Outre ce que dit le christianisme classique sur le Royaume, le mémorial et “l’anamnèse”, le New Age, très écologique, a au cours de la Cène une vision du Royaume étendue à la Création par la symbolique de l’arbre. La Cène, ronde cosmique, devient image du Jardin d’Eden. La Création achevée, la Genèse nous présente le Jardin d’Eden jardin d’arbres où se trouve Dieu, jardin royal avec ses deux arbres centraux, celui de la connaissance et celui de la vie.L’arbre se retrouve partout dans la Bible : l’Arche de Noé en bois, le chêne de Mambré, l’échelle de Jacob, la branche d’amandier, le sycomore de Zachée, la croix, l’arche de vie dans la Jérusalem céleste de l’Apocalypse et combien d’autres encore ! Pourquoi cette symbolique de l’arbre dans l’Ecriture ? Parce qu’elle nous révèle l’homme comme lieu de communication. L’arbre est un cosmos avec ses racines qui plongent en terre, le tronc qui passe par la surface du monde et relie l’arbre aux cieux, domaine de Dieu. Il y a communication entre la Sève qui monte de la terre, force intérieure et télurique, et la lumière qui attire et vient d’en Haut. Les branches en tous sens montrent l’universalité de la communication. Cette communication est absolue sur la Croix qui “dit” Dieu. Les hommes eux-mêmes sont des arbres, les membres inférieurs sont les racines posées au sol et y puisant l’énergie de la terre.Le tronc est le même mot que pour l’arbre ! Les bras et les doigts désignent bien les branches et les rameaux.La tête et l’intersection du tronc et des bras désigne le lieu de l’échange des énergies. La symbolique va jouer sur plusieurs plans. La Cène rend l’image de l’Eden : nous sommes les arbres, l’arbre de vie étant bien là au centre, dans la lumière divine comme la décrit la vision de la Jérusalem de l’Apocalypse. La Cène devient lieu d’échange des esprits, de la terre, des hommes, de Dieu. Elle est lieu de communication, donc de Parole. Ici le New Age -qui n’est pas nouveau finalement !- rejoint le Christianisme pour l’enrichir. La Cène, préfiguration du Royaume par la présence spirituelle du Christ saisie à travers le pain et le vin, devient réalité par les symboles qu’elle véhicule, par l’appel à la connaissance et à la spiritualité. Cette Communion au créé par l’image de l’arbre, à la terre par les pieds et les jambes, à l’esprit des morts, à celui des absents, à l’Esprit divin nous projette hors du temps, dans un moment d’éternité, dans un nouvel Eden.

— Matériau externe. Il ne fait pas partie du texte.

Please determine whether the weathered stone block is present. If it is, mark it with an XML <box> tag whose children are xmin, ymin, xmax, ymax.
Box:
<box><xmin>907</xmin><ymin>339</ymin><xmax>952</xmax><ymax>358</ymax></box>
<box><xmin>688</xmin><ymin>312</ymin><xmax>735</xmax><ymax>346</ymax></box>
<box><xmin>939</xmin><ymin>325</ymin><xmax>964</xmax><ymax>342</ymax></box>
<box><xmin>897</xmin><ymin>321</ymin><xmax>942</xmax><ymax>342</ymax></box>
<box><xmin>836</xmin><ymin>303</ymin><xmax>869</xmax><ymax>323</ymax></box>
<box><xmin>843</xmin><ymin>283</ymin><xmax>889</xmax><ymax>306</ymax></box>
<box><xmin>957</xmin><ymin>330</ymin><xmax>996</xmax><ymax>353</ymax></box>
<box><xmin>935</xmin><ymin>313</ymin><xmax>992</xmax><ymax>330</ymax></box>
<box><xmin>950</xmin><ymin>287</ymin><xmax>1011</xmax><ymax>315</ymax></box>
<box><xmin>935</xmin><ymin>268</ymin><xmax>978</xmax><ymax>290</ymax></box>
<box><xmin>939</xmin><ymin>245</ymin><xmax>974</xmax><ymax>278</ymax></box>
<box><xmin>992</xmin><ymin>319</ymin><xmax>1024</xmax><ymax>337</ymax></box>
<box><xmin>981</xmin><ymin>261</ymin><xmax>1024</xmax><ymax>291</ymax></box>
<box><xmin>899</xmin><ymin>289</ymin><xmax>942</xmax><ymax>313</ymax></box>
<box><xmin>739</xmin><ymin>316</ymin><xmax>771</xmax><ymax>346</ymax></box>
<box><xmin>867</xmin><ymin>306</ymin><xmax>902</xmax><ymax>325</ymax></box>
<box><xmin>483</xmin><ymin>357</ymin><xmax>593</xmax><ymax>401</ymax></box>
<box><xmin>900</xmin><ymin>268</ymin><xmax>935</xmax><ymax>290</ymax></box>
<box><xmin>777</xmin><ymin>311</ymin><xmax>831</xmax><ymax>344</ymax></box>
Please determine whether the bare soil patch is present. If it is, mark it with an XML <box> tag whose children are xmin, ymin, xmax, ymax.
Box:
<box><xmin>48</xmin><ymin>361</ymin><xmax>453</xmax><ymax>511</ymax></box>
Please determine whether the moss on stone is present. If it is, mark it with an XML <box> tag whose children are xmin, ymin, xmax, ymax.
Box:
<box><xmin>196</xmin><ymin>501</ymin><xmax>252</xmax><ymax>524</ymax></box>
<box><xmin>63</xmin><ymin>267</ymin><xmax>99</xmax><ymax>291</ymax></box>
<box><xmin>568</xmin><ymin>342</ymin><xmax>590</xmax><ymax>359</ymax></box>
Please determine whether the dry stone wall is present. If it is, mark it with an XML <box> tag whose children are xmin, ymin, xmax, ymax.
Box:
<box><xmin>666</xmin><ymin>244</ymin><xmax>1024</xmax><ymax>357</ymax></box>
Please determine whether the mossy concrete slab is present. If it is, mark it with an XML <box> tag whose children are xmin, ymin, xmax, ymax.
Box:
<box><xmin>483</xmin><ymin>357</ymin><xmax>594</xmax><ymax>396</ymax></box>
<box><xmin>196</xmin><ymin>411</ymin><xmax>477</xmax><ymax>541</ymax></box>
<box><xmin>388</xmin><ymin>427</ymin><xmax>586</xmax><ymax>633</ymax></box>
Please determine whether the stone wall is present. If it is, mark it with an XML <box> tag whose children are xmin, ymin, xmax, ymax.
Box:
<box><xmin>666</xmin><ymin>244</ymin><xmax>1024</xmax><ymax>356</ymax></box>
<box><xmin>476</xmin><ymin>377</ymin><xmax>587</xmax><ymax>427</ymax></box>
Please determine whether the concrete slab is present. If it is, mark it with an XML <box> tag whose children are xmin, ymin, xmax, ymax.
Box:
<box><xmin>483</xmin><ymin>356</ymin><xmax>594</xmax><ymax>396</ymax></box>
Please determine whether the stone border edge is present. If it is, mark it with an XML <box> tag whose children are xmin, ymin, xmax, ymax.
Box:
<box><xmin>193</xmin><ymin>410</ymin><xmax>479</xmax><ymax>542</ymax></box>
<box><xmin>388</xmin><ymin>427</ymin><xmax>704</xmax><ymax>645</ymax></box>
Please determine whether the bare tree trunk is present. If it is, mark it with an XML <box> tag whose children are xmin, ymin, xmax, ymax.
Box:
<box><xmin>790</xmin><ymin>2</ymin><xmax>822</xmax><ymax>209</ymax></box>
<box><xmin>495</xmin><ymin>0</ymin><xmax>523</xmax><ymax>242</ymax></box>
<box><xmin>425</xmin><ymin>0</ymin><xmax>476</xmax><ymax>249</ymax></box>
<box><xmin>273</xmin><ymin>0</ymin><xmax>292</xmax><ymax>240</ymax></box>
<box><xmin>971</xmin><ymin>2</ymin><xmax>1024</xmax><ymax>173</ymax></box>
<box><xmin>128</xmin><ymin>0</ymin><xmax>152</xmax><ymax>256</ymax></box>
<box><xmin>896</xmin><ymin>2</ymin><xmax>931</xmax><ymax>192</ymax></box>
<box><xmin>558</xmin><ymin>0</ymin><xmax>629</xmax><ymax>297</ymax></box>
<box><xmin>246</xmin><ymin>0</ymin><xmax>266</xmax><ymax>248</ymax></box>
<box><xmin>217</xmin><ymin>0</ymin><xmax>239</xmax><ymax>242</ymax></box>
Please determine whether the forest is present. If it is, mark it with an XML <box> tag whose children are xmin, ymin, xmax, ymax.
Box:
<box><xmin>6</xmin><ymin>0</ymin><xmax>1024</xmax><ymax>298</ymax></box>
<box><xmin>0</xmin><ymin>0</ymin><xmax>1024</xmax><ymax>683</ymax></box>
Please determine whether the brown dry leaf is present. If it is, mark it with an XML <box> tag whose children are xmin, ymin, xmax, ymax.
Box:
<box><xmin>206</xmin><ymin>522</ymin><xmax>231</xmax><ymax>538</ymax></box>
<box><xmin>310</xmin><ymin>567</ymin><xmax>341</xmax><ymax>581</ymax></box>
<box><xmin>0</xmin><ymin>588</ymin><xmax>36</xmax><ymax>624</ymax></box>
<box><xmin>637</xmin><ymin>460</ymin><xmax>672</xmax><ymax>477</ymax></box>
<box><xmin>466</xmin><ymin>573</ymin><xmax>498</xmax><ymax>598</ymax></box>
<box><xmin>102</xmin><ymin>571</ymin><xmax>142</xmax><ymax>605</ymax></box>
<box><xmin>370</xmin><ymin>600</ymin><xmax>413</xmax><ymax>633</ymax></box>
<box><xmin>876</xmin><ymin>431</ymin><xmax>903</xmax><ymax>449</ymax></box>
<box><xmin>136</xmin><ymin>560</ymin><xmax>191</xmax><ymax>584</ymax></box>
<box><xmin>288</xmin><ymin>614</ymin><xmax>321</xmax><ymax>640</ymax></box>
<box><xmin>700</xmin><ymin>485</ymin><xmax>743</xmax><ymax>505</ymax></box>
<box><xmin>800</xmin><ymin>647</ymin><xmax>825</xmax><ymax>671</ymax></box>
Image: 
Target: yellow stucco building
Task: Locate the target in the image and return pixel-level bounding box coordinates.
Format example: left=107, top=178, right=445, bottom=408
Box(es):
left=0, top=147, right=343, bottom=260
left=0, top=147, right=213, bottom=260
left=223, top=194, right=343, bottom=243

La Cène est un sujet inépuisable et nous resterons toujours en deça des mots et des impressions pour en sonder l’insondable mystère. Chacun peut y puiser la vérité à sa manière.Beaucoup verront dans ces lignes écrites ci-dessus des évidences, certains seront peut-être choqués.Dans tous les cas, une approche de la Cène marquée par “l’esprit Nouvel Age” nous rappelle ceci : l’Amour doit conduire à l’accueil inconditionnel de l’autre. Par les vibrations harmonisées des consciences cosmiques terriennes humaines et divines (nous sommes là hors du christianisme classique), l’analyse New Age de la Cène nous dit que la communion intègre toute la Création : passée, présente et future.Enfin ce type d’analyse insiste sur le rôle de la symbolique, rôle hélas trop souvent perdu. Tous ces enseignements sont là pour enrichir notre spiritualité, pour nous permettre de nous situer et pour nous faire saisir davantage l’Amour de Dieu.